New Jersey court gives a boon to local printed newspapers

Online edition of out-of-state newspaper not “printed and published” in state for purposes of providing legal notice.

Courier-Post v. County of Camden, — A.2d —, 2010 WL 3025108 (N.J.Super.A.D. August 4, 2010)

Like probably every other state, New Jersey has a statute that requires certain notices (like those for sheriff’s sales) to be published in the newspaper. A county government can place such notice in any newspaper that is “printed and published” in New Jersey. N.J.S.A. 2A:61-1

Camden County, New Jersey officials negotiated a favorable rate with the Philadelphia Inquirer to be the paper to publish the county’s legal notices. (That paper is widely read in Camden County, New Jersey.)

The local paper of course objected and filed suit. A New Jersey court of appeals held that the contract to publish legal notices in the Philadelphia Inquirer was improper because the Philadelphia Inquirer did not meet the requirement that the newspaper be “printed and published” in New Jersey.

One of the argumets that the Philadelphia Inquirer made was that its online version was available for viewing and printing in Camden County by internet users there. The court rejected this argument for a number of reasons.

It found it unlikely that a reader would print out an entire edition of an online newspaper.

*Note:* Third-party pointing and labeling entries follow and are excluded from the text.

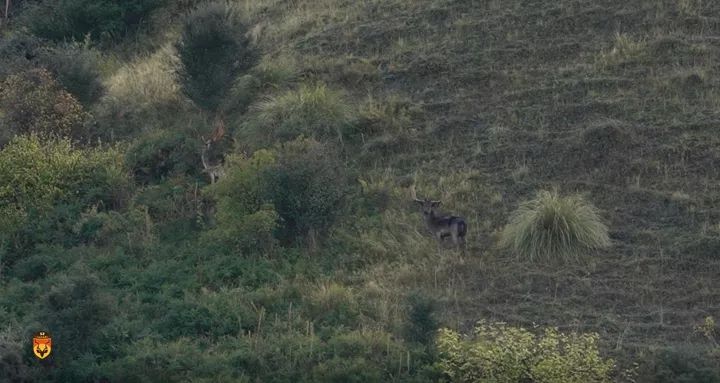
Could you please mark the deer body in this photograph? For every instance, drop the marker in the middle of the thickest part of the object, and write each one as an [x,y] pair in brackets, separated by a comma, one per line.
[443,226]
[214,171]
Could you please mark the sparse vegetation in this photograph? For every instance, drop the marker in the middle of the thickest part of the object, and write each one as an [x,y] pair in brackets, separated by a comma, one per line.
[553,226]
[305,261]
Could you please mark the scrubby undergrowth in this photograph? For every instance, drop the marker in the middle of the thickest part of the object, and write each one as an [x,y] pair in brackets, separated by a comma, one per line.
[306,261]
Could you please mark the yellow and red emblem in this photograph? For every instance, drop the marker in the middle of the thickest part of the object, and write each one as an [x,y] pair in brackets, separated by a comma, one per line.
[42,344]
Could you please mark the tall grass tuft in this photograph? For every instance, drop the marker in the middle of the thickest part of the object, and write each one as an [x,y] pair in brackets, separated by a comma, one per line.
[553,226]
[311,110]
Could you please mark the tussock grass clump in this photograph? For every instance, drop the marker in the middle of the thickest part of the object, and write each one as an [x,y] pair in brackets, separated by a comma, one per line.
[312,110]
[147,81]
[624,51]
[553,226]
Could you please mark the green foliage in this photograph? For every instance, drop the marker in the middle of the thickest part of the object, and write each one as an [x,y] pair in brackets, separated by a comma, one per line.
[311,110]
[76,68]
[160,154]
[76,308]
[103,20]
[33,102]
[308,187]
[500,353]
[683,365]
[17,52]
[293,190]
[332,305]
[554,226]
[45,184]
[213,50]
[421,323]
[12,366]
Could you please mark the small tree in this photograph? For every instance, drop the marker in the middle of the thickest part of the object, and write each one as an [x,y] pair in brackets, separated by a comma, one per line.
[213,50]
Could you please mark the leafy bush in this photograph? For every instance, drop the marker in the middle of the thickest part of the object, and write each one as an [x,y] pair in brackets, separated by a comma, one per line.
[421,324]
[75,66]
[301,181]
[684,365]
[332,305]
[32,101]
[213,51]
[554,226]
[309,188]
[245,218]
[311,110]
[500,353]
[160,154]
[100,19]
[12,366]
[17,53]
[45,184]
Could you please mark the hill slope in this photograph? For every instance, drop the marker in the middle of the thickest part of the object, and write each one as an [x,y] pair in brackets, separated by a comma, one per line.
[478,103]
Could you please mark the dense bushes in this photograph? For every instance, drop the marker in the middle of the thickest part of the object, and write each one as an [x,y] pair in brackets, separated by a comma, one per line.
[500,353]
[554,226]
[293,190]
[74,19]
[160,154]
[75,66]
[33,102]
[50,181]
[213,50]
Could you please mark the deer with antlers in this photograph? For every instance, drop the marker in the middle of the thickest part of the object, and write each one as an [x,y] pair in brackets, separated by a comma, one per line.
[439,225]
[215,171]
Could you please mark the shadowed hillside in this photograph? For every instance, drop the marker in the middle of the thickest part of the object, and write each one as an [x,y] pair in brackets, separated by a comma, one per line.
[307,260]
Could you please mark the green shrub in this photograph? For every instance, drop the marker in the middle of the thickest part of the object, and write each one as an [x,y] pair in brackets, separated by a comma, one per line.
[301,181]
[160,154]
[311,110]
[500,353]
[12,366]
[421,323]
[213,51]
[332,305]
[33,102]
[103,20]
[683,365]
[75,66]
[309,188]
[46,184]
[554,226]
[17,52]
[75,308]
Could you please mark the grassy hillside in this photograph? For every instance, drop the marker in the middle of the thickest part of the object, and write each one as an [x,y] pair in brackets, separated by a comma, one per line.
[308,261]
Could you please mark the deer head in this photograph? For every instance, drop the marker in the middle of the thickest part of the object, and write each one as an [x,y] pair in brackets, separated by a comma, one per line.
[428,205]
[218,133]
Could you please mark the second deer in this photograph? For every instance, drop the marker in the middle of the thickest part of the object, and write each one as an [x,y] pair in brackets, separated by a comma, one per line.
[215,171]
[442,226]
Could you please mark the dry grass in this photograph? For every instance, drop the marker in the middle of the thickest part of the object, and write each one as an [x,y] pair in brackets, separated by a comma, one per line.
[149,80]
[551,226]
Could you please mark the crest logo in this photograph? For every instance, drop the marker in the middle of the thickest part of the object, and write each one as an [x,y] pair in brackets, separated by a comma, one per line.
[42,344]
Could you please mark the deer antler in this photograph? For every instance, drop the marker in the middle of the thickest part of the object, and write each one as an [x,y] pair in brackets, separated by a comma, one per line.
[219,131]
[413,194]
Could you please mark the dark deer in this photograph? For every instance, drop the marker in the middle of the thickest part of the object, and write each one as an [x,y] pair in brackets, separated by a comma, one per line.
[442,226]
[215,171]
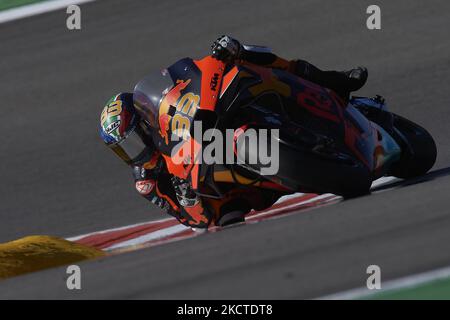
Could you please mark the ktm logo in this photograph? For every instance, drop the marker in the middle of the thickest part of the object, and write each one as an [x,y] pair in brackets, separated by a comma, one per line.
[214,81]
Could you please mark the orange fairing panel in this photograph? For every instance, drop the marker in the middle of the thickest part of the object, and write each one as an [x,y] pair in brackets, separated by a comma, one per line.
[212,73]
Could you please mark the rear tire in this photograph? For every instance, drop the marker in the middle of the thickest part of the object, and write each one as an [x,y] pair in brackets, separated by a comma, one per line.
[418,149]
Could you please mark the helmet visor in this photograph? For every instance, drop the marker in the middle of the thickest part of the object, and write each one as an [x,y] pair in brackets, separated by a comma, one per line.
[130,148]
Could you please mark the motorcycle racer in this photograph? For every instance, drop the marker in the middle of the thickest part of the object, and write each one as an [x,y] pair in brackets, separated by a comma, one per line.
[123,130]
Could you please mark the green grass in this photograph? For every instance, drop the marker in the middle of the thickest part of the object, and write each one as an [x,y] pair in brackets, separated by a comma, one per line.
[434,290]
[8,4]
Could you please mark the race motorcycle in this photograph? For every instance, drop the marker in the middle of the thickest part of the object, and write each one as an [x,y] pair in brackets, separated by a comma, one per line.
[325,144]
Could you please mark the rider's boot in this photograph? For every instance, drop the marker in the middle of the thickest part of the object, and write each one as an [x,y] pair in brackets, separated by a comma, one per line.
[343,82]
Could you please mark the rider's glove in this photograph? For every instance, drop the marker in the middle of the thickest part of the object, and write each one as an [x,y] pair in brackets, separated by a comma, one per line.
[226,49]
[185,195]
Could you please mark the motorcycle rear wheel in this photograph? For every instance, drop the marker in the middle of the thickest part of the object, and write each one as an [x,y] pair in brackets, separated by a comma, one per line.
[418,149]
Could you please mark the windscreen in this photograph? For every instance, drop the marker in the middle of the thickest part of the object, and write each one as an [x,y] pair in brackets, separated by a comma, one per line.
[148,94]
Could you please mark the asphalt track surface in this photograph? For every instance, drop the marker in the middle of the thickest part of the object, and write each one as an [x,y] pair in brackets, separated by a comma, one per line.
[58,179]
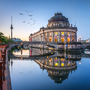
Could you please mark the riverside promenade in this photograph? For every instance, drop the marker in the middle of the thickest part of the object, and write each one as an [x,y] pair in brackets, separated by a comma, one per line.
[5,82]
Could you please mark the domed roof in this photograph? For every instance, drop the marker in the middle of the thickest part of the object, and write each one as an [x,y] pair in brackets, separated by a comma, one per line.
[58,17]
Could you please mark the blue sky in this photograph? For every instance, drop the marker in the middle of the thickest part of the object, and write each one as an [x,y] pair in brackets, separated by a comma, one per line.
[42,10]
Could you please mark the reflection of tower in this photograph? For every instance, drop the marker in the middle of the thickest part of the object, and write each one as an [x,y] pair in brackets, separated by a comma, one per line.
[58,68]
[11,28]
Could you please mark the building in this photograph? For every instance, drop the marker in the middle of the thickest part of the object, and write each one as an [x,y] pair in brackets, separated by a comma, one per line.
[58,30]
[88,40]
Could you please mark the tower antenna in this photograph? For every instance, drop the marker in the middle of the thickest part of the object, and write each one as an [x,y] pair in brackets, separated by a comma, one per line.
[11,28]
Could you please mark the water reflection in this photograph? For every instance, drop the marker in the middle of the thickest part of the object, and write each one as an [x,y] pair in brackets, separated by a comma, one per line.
[58,68]
[57,64]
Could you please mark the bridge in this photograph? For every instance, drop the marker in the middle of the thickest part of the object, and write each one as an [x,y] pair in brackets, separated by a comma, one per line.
[49,45]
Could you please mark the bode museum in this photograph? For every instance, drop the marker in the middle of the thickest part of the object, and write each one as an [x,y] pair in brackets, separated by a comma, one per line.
[58,34]
[58,30]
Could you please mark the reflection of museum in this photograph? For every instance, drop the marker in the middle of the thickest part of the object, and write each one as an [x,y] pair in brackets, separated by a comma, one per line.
[58,68]
[57,30]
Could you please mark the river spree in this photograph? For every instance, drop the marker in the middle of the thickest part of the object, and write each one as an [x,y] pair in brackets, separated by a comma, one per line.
[36,70]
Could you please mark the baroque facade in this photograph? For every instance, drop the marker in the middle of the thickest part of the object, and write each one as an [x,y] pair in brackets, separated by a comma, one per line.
[58,30]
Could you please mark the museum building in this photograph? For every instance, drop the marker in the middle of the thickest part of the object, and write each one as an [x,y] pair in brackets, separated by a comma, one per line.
[58,30]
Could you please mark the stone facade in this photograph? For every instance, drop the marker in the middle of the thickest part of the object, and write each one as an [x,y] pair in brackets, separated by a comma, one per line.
[58,30]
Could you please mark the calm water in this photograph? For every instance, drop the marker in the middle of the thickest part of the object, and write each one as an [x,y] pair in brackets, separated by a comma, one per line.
[49,72]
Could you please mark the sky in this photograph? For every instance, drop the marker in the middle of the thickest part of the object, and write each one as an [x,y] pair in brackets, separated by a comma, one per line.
[42,10]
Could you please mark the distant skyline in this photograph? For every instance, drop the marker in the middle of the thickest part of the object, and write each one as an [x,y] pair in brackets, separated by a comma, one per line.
[30,15]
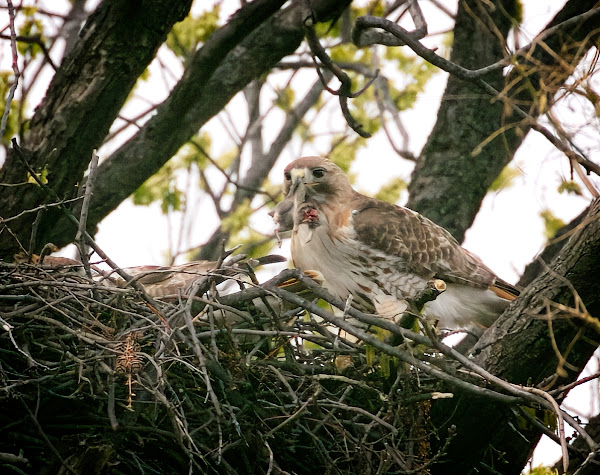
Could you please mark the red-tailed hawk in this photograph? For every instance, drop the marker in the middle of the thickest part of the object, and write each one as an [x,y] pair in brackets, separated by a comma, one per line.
[382,254]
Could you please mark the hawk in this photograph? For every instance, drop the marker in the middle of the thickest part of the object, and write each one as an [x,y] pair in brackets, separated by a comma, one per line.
[383,254]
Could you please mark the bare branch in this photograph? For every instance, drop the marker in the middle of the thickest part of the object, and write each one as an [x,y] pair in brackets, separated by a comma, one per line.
[15,67]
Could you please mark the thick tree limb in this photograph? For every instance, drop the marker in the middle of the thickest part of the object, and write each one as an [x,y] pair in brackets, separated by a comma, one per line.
[519,348]
[115,47]
[217,72]
[450,179]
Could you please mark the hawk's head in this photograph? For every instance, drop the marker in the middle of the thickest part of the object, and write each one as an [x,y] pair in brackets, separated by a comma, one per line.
[316,178]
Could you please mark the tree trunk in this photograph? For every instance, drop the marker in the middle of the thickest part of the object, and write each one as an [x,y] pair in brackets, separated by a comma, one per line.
[216,74]
[518,348]
[116,45]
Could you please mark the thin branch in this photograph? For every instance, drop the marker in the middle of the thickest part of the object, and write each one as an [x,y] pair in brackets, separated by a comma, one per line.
[79,237]
[345,89]
[15,67]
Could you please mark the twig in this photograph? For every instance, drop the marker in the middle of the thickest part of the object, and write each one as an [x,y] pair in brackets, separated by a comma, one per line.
[15,67]
[561,423]
[80,236]
[149,300]
[345,89]
[363,35]
[475,76]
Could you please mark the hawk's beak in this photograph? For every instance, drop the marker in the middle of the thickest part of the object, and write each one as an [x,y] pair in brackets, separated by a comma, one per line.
[298,182]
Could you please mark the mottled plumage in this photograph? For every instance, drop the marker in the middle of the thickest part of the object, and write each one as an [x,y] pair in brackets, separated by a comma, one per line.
[381,253]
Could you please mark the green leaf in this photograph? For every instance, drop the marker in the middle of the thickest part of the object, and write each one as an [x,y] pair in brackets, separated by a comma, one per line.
[569,187]
[285,98]
[505,179]
[237,220]
[344,151]
[12,124]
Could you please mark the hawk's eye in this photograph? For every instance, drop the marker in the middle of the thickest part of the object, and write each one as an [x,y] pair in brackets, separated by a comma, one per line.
[318,172]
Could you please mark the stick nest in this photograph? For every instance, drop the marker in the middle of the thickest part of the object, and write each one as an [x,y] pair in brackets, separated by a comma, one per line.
[97,379]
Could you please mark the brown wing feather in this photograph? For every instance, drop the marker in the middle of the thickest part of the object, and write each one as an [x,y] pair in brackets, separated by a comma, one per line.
[425,248]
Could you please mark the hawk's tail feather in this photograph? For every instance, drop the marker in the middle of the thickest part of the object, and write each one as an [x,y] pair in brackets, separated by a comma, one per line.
[505,290]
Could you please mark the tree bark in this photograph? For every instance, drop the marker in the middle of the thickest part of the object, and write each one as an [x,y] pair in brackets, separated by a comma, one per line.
[519,349]
[218,72]
[116,45]
[451,178]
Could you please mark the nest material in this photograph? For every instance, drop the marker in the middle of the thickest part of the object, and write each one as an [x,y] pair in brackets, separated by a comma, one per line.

The court also looked to a notion first articulated by Oliver Wendell Holmes when he was on the Massachusetts Supreme Court: the home office concept. Under this notion, a newspaper is published where it is “given to the world.”

The court went on to say some interesting things about publishing and the physical nexus between a place and its local news outlets. It raised concerns that a reading of the statute allowing out-of-state online newspapers to pass the “printed and published” in New Jersey test, then any newspaper around the globe would count.

Even more intriguingly, the court observed the perils of eliminating “the physical connection between the newspaper’s operation and the community.” That “physical connection is significant because a local newspaper is where people will ordinarily go for local news whether online or at the local newsstand.”

I bet the folks at places like Patch would take issue with that.

Photo courtesy Flickr user Valerie Everett under this Creative Commons license.

2 Comments

  1. Joe
    August 24, 2010

    Wait, did the Philadelphia Enquirer take issue with this? Or some other local competitor?

  2. Mark Nejmeh
    September 6, 2010

    Clearly we are viewing New Jersey corruption and political favors in action here.

    How dare the Courts hold back any newspaper whether printed in New Jersey or not from competing. This is clearly a decision based on prior written law language and carefully forethought to eliminate competition. Once again a very savvy lawmaker was protecting his or her friend when this law was written and the community pays for it. Perhaps the courts should look more towards incresing the news than quieting it.